Dein Körper lässt dich im Stich, Leo! Ja, verdammt, das tut er! Wie gern würde ich ihm meinen Ärger in sein schönes Gesicht schreien. Dieser selbstgerechte Möchtegern-Macho hat es mehr als verdient. Doch meine Reputation werde ich ganz sicher nicht gefährden. Lautstark ist ohnehin nicht mein Stil. Wort- gewaltig, ja. Tatsächlich würde ich ihn am liebsten schlagen, doch meine gerade frei gewordene Hand zeigt keine Bereitschaft, ihn zu ohrfeigen. Im Gegenteil: Sie sendet ein verstörendes Signal zu meinem Gehirn. Ein Vermisstensignal. Seine Berührung fehlt mir. Ich weiß, dass es falsch ist, aber genauso fühlt es sich an. Verdreht und surreal.

Geh’ einfach und schenk’ ihm nicht noch mehr von deiner kostbaren Lebenszeit.

Ich werfe meinen Kopf in den Nacken, wie eine empörte Diva und lasse ihn stehen. So schnell es auf den Heels geht, rausche ich zur Anmeldung. Wahrscheinlich denkt er, ich laufe vor ihm davon. Und wenn schon! Besser das als ein Handgemenge. Dieser Mann ist unfähig, seine Hände zu kontrollieren. Ich kann seine bohrenden Blicke in meinem Rücken spüren. Was, wenn er mich jetzt verfolgt? Oder mir in aller Öffentlichkeit eine Szene macht? Das traue ich ihm zu. Dann könnte ich ihm endlich eine kleben. Mit Schmackes, mitten in sein schönes Gesicht. Und ihm sagen, was ich von ihm halte. Und kaum denke ich daran, ruft er mir nach. Abrupt bleibe ich stehen. Was bildet sich dieser Mann eigentlich ein? Ich schalte auf Autopilot und mein rechter Arm schnellt zur Seite. Ohne mich umzudrehen, hebe ich meine Hand und zeige ihm das, was er verdient: meinen Finger.

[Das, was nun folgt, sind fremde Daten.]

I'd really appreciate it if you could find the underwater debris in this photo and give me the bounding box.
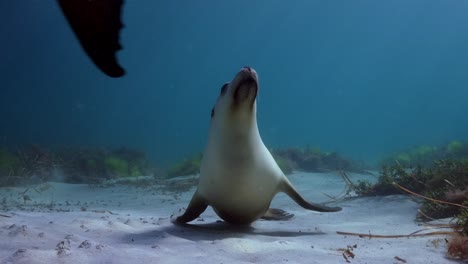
[167,153,202,178]
[338,244,357,263]
[271,147,368,174]
[393,256,406,263]
[447,236,468,260]
[0,145,162,187]
[380,140,468,168]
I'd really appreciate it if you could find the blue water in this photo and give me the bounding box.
[0,0,468,164]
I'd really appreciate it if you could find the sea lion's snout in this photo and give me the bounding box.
[231,66,258,104]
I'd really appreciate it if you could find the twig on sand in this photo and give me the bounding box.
[392,182,468,209]
[336,229,457,238]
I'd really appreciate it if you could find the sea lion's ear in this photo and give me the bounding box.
[221,82,229,96]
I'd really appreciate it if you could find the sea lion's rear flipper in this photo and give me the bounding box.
[280,177,341,212]
[57,0,125,77]
[175,190,208,223]
[262,208,294,221]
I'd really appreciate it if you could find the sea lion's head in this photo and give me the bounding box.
[211,67,258,128]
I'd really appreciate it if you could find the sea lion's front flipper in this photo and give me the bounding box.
[279,177,341,212]
[175,190,208,223]
[57,0,125,77]
[262,208,294,221]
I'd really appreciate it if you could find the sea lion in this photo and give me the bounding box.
[57,0,125,78]
[175,67,341,225]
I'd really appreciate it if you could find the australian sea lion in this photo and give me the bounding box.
[57,0,125,78]
[175,67,341,224]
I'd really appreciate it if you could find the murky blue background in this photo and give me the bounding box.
[0,0,468,164]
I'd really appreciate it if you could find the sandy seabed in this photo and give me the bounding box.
[0,172,456,264]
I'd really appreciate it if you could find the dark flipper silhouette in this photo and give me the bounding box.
[57,0,125,77]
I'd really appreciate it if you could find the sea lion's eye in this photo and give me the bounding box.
[221,83,229,96]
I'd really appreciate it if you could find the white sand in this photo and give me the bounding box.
[0,173,452,264]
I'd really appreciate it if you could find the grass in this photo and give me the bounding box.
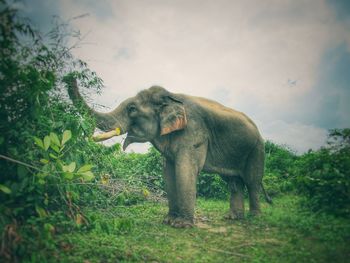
[31,196,350,263]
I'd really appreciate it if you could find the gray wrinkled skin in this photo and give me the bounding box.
[69,81,269,227]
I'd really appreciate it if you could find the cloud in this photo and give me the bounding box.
[262,120,327,153]
[21,0,350,154]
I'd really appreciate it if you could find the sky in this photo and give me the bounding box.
[20,0,350,153]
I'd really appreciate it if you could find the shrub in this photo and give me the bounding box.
[263,141,298,196]
[296,129,350,216]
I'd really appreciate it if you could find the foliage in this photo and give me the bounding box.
[263,141,298,196]
[0,0,350,262]
[22,195,350,262]
[0,0,101,261]
[296,129,350,216]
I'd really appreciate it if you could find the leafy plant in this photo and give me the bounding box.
[295,129,350,216]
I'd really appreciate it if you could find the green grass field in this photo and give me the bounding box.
[37,196,350,263]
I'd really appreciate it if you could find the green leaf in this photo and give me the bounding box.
[49,153,58,159]
[62,130,72,145]
[63,173,74,180]
[44,136,51,151]
[67,162,77,173]
[77,164,92,173]
[35,205,47,217]
[0,184,12,194]
[17,165,28,178]
[38,179,45,185]
[50,132,61,146]
[44,223,55,232]
[50,144,60,153]
[34,136,45,149]
[81,171,95,181]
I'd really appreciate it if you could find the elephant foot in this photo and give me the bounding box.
[224,212,244,220]
[163,215,194,228]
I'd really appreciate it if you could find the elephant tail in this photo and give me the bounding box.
[261,182,272,204]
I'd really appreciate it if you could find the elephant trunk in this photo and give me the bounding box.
[68,79,126,134]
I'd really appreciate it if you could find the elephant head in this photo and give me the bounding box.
[68,80,187,150]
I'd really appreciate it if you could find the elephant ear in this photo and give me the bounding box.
[160,96,187,135]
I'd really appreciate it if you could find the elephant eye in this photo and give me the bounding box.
[128,105,137,113]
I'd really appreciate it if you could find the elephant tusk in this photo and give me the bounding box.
[92,128,120,142]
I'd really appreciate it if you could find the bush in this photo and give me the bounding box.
[263,141,298,196]
[296,129,350,216]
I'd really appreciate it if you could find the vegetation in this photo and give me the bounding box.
[0,0,350,262]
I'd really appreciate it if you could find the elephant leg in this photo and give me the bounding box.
[223,176,244,219]
[171,151,205,227]
[243,144,265,215]
[163,159,178,224]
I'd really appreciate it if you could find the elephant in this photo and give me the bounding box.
[68,80,271,227]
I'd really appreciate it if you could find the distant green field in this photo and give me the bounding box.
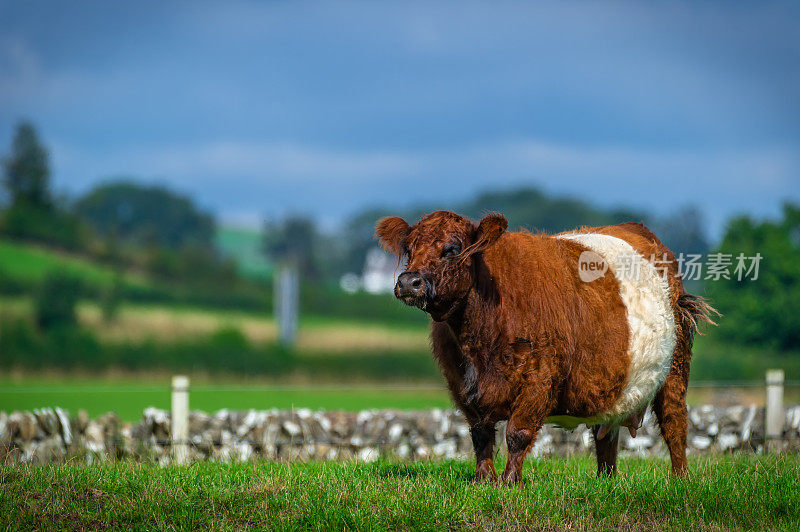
[216,227,272,279]
[0,454,800,531]
[0,240,148,286]
[0,378,451,421]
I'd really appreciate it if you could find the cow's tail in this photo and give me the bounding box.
[678,292,721,335]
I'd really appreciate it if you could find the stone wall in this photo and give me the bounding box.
[0,405,800,464]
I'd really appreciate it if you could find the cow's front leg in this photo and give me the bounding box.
[502,412,544,484]
[469,423,497,482]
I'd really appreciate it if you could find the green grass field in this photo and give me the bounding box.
[0,455,800,530]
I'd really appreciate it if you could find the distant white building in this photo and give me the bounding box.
[339,249,400,294]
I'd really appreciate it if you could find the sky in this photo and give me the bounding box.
[0,0,800,236]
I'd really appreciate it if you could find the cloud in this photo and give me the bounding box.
[54,139,800,235]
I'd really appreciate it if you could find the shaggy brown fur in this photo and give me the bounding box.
[376,211,713,483]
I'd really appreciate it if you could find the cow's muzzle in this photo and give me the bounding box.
[394,272,433,310]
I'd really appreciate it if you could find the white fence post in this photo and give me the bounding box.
[172,375,189,465]
[275,262,300,346]
[764,369,784,452]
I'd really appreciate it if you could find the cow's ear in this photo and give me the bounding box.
[375,216,411,255]
[468,212,508,253]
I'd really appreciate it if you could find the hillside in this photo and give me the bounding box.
[215,227,272,279]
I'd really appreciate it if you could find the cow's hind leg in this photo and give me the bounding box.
[653,327,693,477]
[592,425,619,477]
[470,423,497,482]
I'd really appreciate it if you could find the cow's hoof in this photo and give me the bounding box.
[502,471,522,486]
[475,467,497,484]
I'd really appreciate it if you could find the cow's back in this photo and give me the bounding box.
[552,224,682,424]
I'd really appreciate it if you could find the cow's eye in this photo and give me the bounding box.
[442,244,461,258]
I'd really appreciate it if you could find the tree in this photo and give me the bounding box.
[75,180,215,249]
[3,122,52,209]
[706,204,800,350]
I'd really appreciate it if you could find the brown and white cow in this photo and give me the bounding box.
[376,211,714,483]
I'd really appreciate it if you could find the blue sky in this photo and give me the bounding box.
[0,0,800,234]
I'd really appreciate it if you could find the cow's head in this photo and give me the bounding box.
[375,211,508,321]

Wenn dich die Kolleginnen sehen, Leo! Ganz schnell ziehe ich meinen Arm zurück und stopfe meine Hand in die viel zu kleine Hosentasche. Was ist nur in mich gefahren? Anthony Fields, verdammt noch mal! Beschämt schiele ich von links nach rechts und halte Ausschau nach vertrauten Gesichtern. Ich habe Glück. Niemand achtet auf ihn oder mich. Ich setze mich wieder in Bewegung. Unbeirrt halte ich meinen Kurs. Sein teuflischer Blick brennt sich in meinen Rücken und verwandelt meine Muskeln zu Stein. Und ein beängstigender Gedanke schleicht sich in mein Bewusstsein: Anthony Fields ist Mitarbeiter des ICC und kann sich Zugang zu meinen Kontaktdaten verschaffen. Was wird ihn davon abhalten? Vielleicht übertreibe ich und er hat mich einfach nur plump angemacht. Wegen der Hitze und weil ich blond bin. Ich erreiche den Schalter und wische meine Gedanken an ihn beiseite. Im Handumdrehen checke ich ein und über mein Gesicht huscht ein entschlossenes Lächeln. Ich rufe mir das Intro meines Vortrags ins Gedächtnis. Zeit für Dr. Hildt. Mit entschlossenen Schritten gehe ich zum Saal 5.